Keywords: Lung biopsy, amyloidosis, interstitial lung disease
Introduction
The amyloidoses are a family of diseases that result from the misfolding, aggregation and extracellular deposition of beta-sheet-rich insoluble proteins, disrupting organ function. Although >27 different proteins can misfold and form amyloid fibrils, three proteins – immunoglobulin light chain (AL), transthyretin (ATTR) and serum amyloid A (AA) –constitute the preponderance of worldwide amyloid cases [1]. Clinically apparent lung involvement complicates 28% of AL amyloidosis cases [2], fewer than 1% of ATTR amyloidosis cases, and is rarely reported in AA amyloidosis [3,4]. In contrast, autopsy studies reveal alveolar–septal wall amyloid deposition in 92% patients with AL and 58–100% of patients with TTR amyloidoses [5–8]. These data suggest that amyloid lung disease may be underdiagnosed in patients with amyloidosis.

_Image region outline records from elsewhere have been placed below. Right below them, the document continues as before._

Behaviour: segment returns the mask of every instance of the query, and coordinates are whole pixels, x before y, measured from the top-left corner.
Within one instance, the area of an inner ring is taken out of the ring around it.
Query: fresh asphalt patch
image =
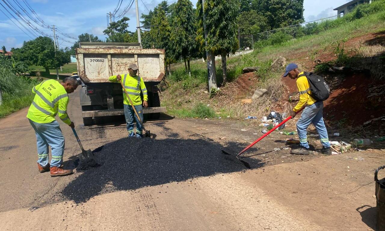
[[[244,144],[231,142],[227,146],[239,151]],[[62,193],[65,199],[80,203],[107,192],[246,170],[240,162],[223,154],[222,148],[201,139],[122,138],[93,151],[100,166],[82,170]],[[258,164],[258,159],[244,159],[252,168],[263,164]]]

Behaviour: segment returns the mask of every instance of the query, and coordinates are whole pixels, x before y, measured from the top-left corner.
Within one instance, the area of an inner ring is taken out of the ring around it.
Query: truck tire
[[[92,117],[83,117],[83,123],[84,126],[90,126],[94,124],[94,121]]]
[[[150,98],[151,100],[150,105],[152,107],[160,107],[161,100],[159,99],[159,94],[158,92],[151,92],[152,97]],[[158,119],[161,117],[160,112],[156,113],[151,113],[150,114],[150,117],[153,119]]]

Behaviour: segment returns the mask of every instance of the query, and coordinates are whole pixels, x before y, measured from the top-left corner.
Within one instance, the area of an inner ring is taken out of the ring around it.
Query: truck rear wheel
[[[94,124],[94,121],[92,117],[83,117],[83,123],[84,126],[90,126]]]
[[[150,100],[150,107],[155,107],[161,106],[161,100],[159,99],[159,94],[158,92],[149,92],[151,95],[149,95]],[[150,118],[153,119],[157,119],[161,117],[160,112],[151,113]]]

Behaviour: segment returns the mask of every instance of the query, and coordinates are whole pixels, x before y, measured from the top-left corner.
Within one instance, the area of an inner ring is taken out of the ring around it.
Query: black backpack
[[[330,88],[323,78],[313,72],[304,72],[298,77],[306,76],[310,86],[311,94],[309,95],[317,101],[327,99],[330,94]]]

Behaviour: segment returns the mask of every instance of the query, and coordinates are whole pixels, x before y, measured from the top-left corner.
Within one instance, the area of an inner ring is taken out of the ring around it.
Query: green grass
[[[44,67],[41,66],[35,66],[32,65],[28,68],[31,71],[45,71]],[[64,64],[62,68],[62,70],[60,70],[60,68],[59,69],[59,73],[72,73],[73,72],[77,71],[77,68],[76,65],[76,63],[71,63]],[[56,73],[56,69],[50,69],[50,72],[53,73]]]
[[[380,0],[385,3],[383,0]],[[348,15],[347,14],[345,17]],[[281,72],[283,73],[283,69],[273,72],[270,68],[272,61],[279,56],[287,59],[288,57],[288,62],[295,62],[298,61],[290,59],[290,57],[298,57],[298,54],[301,53],[305,54],[299,57],[300,58],[308,57],[313,60],[316,58],[317,53],[320,50],[332,53],[332,48],[335,47],[335,44],[333,45],[333,43],[338,41],[344,42],[369,33],[385,30],[385,24],[383,23],[385,9],[358,19],[352,20],[348,19],[346,17],[335,22],[323,23],[320,26],[318,29],[321,29],[317,34],[284,41],[279,44],[266,45],[255,49],[252,53],[230,57],[228,59],[227,79],[230,82],[236,80],[242,74],[242,70],[245,67],[259,66],[261,68],[256,73],[258,77],[258,86],[268,88],[269,85],[276,84],[277,81],[280,82]],[[322,28],[329,28],[322,31]],[[220,60],[216,62],[217,82],[219,83],[222,81],[220,63]],[[224,114],[231,115],[232,118],[236,114],[237,117],[241,118],[244,115],[239,113],[240,111],[244,114],[251,113],[249,111],[250,109],[242,108],[239,102],[234,102],[226,109],[216,106],[218,102],[217,98],[214,97],[209,99],[208,94],[204,95],[202,93],[203,90],[207,90],[206,63],[200,61],[192,63],[191,77],[185,73],[183,64],[174,65],[172,68],[171,76],[167,77],[170,86],[164,93],[165,97],[162,100],[162,104],[167,107],[171,114],[180,118],[199,117],[192,110],[198,102],[202,102],[204,105],[210,104],[216,112],[221,112],[221,114],[216,115],[216,117],[221,116],[224,119],[227,117]],[[326,67],[318,67],[325,68]],[[261,104],[260,106],[266,105]],[[233,110],[230,111],[229,109]]]
[[[17,112],[31,104],[34,95],[30,94],[21,96],[11,97],[4,94],[3,103],[0,105],[0,118],[3,118],[10,114]]]

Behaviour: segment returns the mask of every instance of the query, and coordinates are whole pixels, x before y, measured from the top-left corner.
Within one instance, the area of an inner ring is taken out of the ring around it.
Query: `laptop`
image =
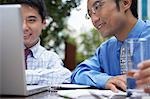
[[[0,95],[28,96],[48,85],[26,85],[21,5],[0,5]]]

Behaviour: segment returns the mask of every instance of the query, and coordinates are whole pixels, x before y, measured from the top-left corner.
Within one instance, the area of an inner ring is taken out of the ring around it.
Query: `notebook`
[[[21,5],[0,5],[1,95],[28,96],[48,89],[26,85]]]

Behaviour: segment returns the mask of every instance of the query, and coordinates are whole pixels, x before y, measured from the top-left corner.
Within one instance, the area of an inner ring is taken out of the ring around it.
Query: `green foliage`
[[[87,33],[82,33],[80,37],[81,42],[79,42],[77,45],[77,64],[92,56],[96,48],[107,39],[102,38],[96,29],[92,29]]]
[[[45,3],[51,22],[41,35],[42,45],[48,49],[54,48],[57,51],[59,46],[68,38],[68,35],[61,31],[67,29],[66,18],[70,16],[72,8],[78,6],[79,0],[66,0],[66,2],[62,0],[45,0]],[[53,42],[52,45],[49,44],[51,41]]]
[[[0,0],[1,3],[11,2],[12,0]],[[41,44],[47,49],[53,48],[56,52],[59,46],[64,43],[68,35],[61,32],[67,29],[66,18],[70,16],[73,8],[80,4],[80,0],[45,0],[50,24],[41,35]],[[49,44],[53,42],[53,44]]]

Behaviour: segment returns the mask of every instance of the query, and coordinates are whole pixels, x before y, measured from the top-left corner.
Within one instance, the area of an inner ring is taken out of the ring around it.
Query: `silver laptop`
[[[21,5],[0,5],[1,95],[28,96],[48,89],[26,85]]]

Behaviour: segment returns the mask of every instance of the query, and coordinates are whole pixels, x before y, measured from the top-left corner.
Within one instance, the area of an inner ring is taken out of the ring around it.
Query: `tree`
[[[0,4],[11,2],[13,0],[0,0]],[[61,43],[64,43],[68,35],[61,32],[67,29],[66,19],[70,16],[73,8],[80,4],[80,0],[45,0],[50,24],[41,35],[41,44],[47,49],[53,48],[56,52]],[[49,44],[53,42],[53,44]]]

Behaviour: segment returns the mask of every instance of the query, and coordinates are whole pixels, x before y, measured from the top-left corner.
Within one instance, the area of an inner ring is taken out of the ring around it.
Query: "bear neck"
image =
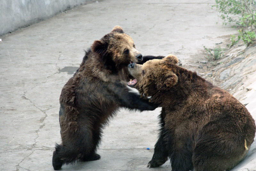
[[[111,67],[106,66],[106,63],[95,55],[92,55],[91,57],[86,60],[86,62],[81,64],[84,65],[85,75],[98,78],[106,82],[128,80],[128,69],[125,69],[127,66],[120,67],[118,70],[113,69]]]

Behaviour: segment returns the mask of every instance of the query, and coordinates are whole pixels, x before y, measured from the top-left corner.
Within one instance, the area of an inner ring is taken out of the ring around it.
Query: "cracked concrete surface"
[[[186,64],[200,57],[203,45],[212,47],[223,41],[222,36],[236,32],[216,24],[221,21],[211,8],[213,0],[134,2],[100,1],[1,37],[0,170],[53,170],[54,143],[60,142],[61,89],[82,61],[83,49],[115,26],[124,28],[142,54],[173,53],[188,68]],[[121,109],[104,130],[98,152],[101,159],[62,169],[170,170],[168,162],[158,168],[146,167],[160,110]]]

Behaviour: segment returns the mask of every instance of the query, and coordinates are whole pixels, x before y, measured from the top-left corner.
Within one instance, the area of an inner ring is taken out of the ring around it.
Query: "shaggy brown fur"
[[[162,107],[159,139],[148,166],[162,165],[169,157],[173,171],[229,170],[247,154],[254,121],[231,95],[178,62],[170,55],[128,66],[142,96]]]
[[[132,39],[120,26],[94,41],[61,92],[59,119],[62,143],[56,145],[53,152],[55,170],[77,160],[99,159],[95,152],[102,127],[119,107],[140,111],[156,108],[130,93],[124,81],[129,77],[127,65],[142,60]]]

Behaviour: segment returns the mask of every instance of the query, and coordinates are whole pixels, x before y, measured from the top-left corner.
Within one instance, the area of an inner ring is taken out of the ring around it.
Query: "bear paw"
[[[159,167],[164,164],[166,161],[166,160],[161,159],[151,160],[148,162],[147,167],[151,168],[151,167]]]

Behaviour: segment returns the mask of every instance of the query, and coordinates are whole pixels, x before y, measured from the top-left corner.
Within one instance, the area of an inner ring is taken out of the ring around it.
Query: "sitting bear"
[[[127,65],[152,58],[148,56],[143,59],[132,39],[119,26],[94,41],[61,91],[59,121],[62,143],[56,144],[53,152],[55,170],[78,160],[100,159],[95,152],[102,126],[119,108],[142,111],[157,107],[130,92],[126,85],[130,76]]]
[[[228,93],[177,65],[170,55],[143,65],[129,64],[127,83],[162,107],[160,133],[148,167],[169,157],[172,171],[228,170],[253,141],[254,120]]]

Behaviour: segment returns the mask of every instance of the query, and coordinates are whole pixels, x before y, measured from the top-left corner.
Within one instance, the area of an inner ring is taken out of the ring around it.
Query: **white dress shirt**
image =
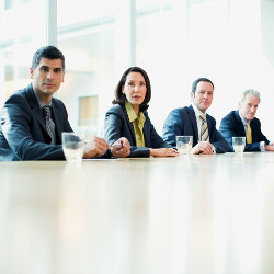
[[[250,124],[250,121],[246,119],[244,117],[241,116],[240,112],[239,112],[239,115],[240,115],[240,118],[241,118],[241,122],[242,122],[242,125],[243,125],[243,128],[244,128],[244,133],[247,134],[247,123]],[[265,151],[265,148],[264,148],[265,144],[264,141],[260,141],[260,150],[262,152]]]

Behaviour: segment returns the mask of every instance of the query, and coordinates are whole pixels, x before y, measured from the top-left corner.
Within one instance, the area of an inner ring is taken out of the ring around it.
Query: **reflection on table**
[[[274,273],[274,153],[0,163],[0,273]]]

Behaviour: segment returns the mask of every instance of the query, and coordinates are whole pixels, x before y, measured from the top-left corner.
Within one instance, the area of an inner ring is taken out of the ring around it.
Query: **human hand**
[[[118,140],[112,144],[111,152],[114,157],[124,158],[130,155],[130,144],[125,137],[121,137]]]
[[[150,148],[150,156],[153,157],[168,157],[178,156],[178,151],[174,148]]]
[[[92,140],[89,140],[84,146],[83,158],[90,159],[94,156],[100,157],[105,153],[110,148],[105,139],[100,137],[94,137]]]
[[[274,151],[274,142],[270,142],[269,145],[265,145],[264,149],[266,151]]]
[[[209,141],[199,141],[192,148],[193,155],[213,155],[214,146]]]

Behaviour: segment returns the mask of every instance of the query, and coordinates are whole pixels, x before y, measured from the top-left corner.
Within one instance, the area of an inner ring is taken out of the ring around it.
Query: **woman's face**
[[[123,94],[127,101],[138,109],[144,102],[147,93],[147,85],[144,76],[140,72],[130,72],[126,77],[125,85],[122,88]]]

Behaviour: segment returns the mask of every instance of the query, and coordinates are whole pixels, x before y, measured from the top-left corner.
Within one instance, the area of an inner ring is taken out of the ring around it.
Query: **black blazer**
[[[209,141],[215,147],[217,153],[229,151],[229,145],[220,133],[216,129],[216,121],[206,114]],[[198,127],[195,112],[192,107],[185,106],[173,110],[163,124],[163,140],[169,145],[176,146],[176,136],[193,136],[193,147],[198,142]]]
[[[0,161],[65,160],[61,133],[72,132],[64,103],[52,99],[56,141],[50,145],[46,123],[32,84],[12,94],[1,110]]]
[[[142,132],[147,147],[136,147],[134,125],[128,119],[126,107],[119,104],[113,105],[105,114],[104,137],[106,141],[112,145],[118,138],[126,137],[130,144],[129,157],[149,157],[149,148],[169,148],[170,146],[157,134],[147,111],[144,114],[146,121]]]
[[[266,145],[269,145],[270,141],[261,132],[260,119],[253,118],[250,121],[250,127],[252,144],[246,144],[244,151],[261,151],[260,141],[265,141]],[[239,111],[232,111],[221,119],[219,132],[228,141],[230,151],[233,151],[232,137],[246,137],[244,126],[239,115]]]

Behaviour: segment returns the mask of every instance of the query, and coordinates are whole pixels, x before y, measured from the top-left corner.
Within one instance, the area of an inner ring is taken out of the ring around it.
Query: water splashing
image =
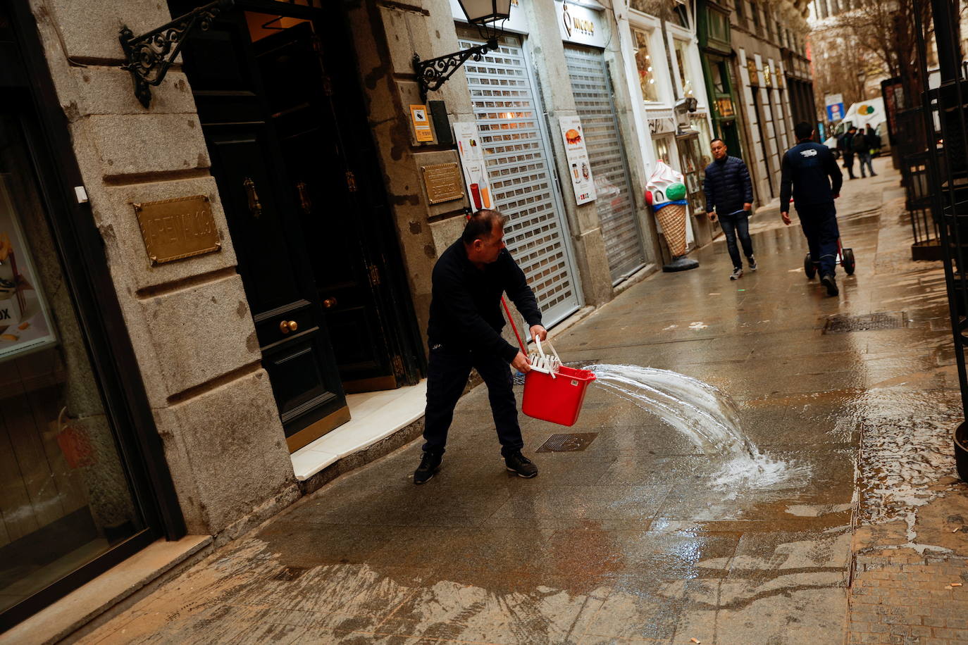
[[[630,365],[586,366],[595,384],[648,410],[685,435],[721,466],[712,484],[721,488],[763,487],[805,474],[772,459],[740,428],[736,402],[697,378],[668,369]]]

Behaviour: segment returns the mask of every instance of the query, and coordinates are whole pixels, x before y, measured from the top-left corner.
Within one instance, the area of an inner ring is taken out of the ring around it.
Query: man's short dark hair
[[[499,211],[481,209],[468,219],[461,240],[464,244],[473,244],[474,240],[490,240],[495,222],[503,228],[506,221],[507,218]]]

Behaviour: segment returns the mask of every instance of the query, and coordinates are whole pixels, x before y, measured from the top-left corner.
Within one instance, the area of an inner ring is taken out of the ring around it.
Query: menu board
[[[589,151],[585,147],[582,119],[577,116],[562,116],[559,123],[561,125],[564,154],[568,160],[568,173],[571,176],[571,188],[575,191],[575,201],[579,205],[594,201],[595,184],[591,176]]]
[[[0,174],[0,363],[57,341],[10,185]]]
[[[473,121],[455,123],[454,138],[457,140],[457,152],[461,156],[461,167],[464,168],[464,182],[468,185],[470,208],[473,211],[494,208],[491,182],[487,177],[484,150],[477,133],[477,124]]]

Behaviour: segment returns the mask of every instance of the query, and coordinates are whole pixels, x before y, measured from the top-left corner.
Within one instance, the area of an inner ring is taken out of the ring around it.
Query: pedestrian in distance
[[[874,172],[874,166],[870,161],[870,139],[864,131],[859,131],[857,134],[854,135],[854,138],[851,140],[851,148],[854,149],[854,154],[857,155],[857,159],[861,162],[862,179],[867,177],[863,170],[864,165],[866,165],[867,169],[870,171],[870,176],[874,177],[876,173]]]
[[[870,156],[873,157],[874,155],[880,153],[881,135],[874,132],[874,129],[870,127],[869,123],[867,124],[867,130],[864,132],[864,135],[867,137],[867,146],[870,148]],[[872,177],[877,176],[877,173],[874,172],[873,168],[870,169],[870,174]]]
[[[793,195],[801,228],[806,236],[810,259],[818,267],[827,295],[839,293],[833,278],[836,271],[837,212],[833,200],[840,196],[844,177],[830,148],[814,143],[813,127],[804,122],[794,127],[797,145],[783,155],[780,173],[780,217],[790,225],[790,196]]]
[[[851,126],[847,129],[847,132],[840,135],[837,140],[837,150],[844,158],[844,167],[847,168],[847,173],[850,175],[851,179],[857,179],[854,176],[854,135],[857,133],[857,128]]]
[[[526,478],[538,474],[537,466],[521,454],[525,443],[508,365],[526,373],[531,367],[528,357],[500,336],[501,294],[507,293],[530,326],[531,337],[544,340],[548,332],[541,326],[541,310],[525,273],[504,248],[506,220],[498,211],[477,211],[468,219],[461,239],[434,265],[427,325],[425,443],[413,484],[426,483],[440,467],[454,407],[471,367],[487,385],[507,470]]]
[[[739,157],[727,154],[726,143],[722,139],[712,139],[712,162],[706,166],[703,191],[706,193],[706,215],[711,221],[719,218],[726,248],[733,260],[730,279],[742,278],[742,259],[737,248],[739,236],[742,252],[750,271],[756,271],[753,256],[753,241],[749,239],[749,213],[753,208],[753,182],[749,179],[749,169]]]

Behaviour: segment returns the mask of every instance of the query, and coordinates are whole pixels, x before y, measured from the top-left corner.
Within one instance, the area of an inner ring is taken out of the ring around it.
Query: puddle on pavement
[[[806,476],[803,464],[763,454],[740,425],[736,402],[715,387],[668,369],[632,365],[586,366],[594,384],[669,424],[703,451],[716,468],[712,485],[772,486]]]

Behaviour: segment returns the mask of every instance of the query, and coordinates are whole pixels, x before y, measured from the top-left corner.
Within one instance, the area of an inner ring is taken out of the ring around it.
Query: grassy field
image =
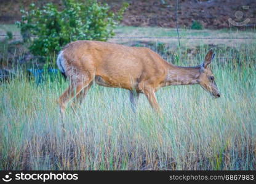
[[[118,36],[138,31],[122,29]],[[0,85],[0,170],[255,170],[256,45],[242,41],[215,47],[220,98],[199,85],[169,86],[156,93],[162,117],[143,95],[134,114],[128,91],[94,85],[76,112],[67,109],[65,135],[56,99],[68,82],[58,75],[38,85],[18,69]],[[177,65],[203,61],[207,42],[193,55],[183,44],[161,53]]]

For many interstitial lung diseases, histologic diagnosis requires surgical biopsies under general anesthesia – procedures poorly tolerated by patients with multi-organ dysfunction due to AL or ATTR amyloidosis. Transbronchial lung biopsies (TBBX) first diagnosed pulmonary amyloid deposition in 1985 [9]. Two years later, Strange et al. [10] reported hemorrhage, pneumothorax, air embolism and death complicating transbronchial biopsies in a patient with alveolar–septal amyloid deposition. The authors cautioned against the use of transbronchial biopsies in the amyloidosis patient population. We report on a case series of 25 patients with amyloid lung disease diagnosed by transbronchial biopsies, examining disease demographics and procedure complications.
Methods
Patients
We identified patients with biopsy-proven amyloid lung disease referred to the Amyloidosis Center at Boston Medical Center between 1994 and 2013. Institutional Review Board at Boston Medical Center approved record review and manuscript preparation from the data of patients with biopsy proven amyloid lung disease. Written informed consent was obtained from each patient in accordance with the Declaration of Helsinki. We reviewed records of all patients with amyloidosis diagnosed by TBBX. Patients with lung biopsies obtained by surgical techniques or transthoracic needle aspiration were excluded from the analysis.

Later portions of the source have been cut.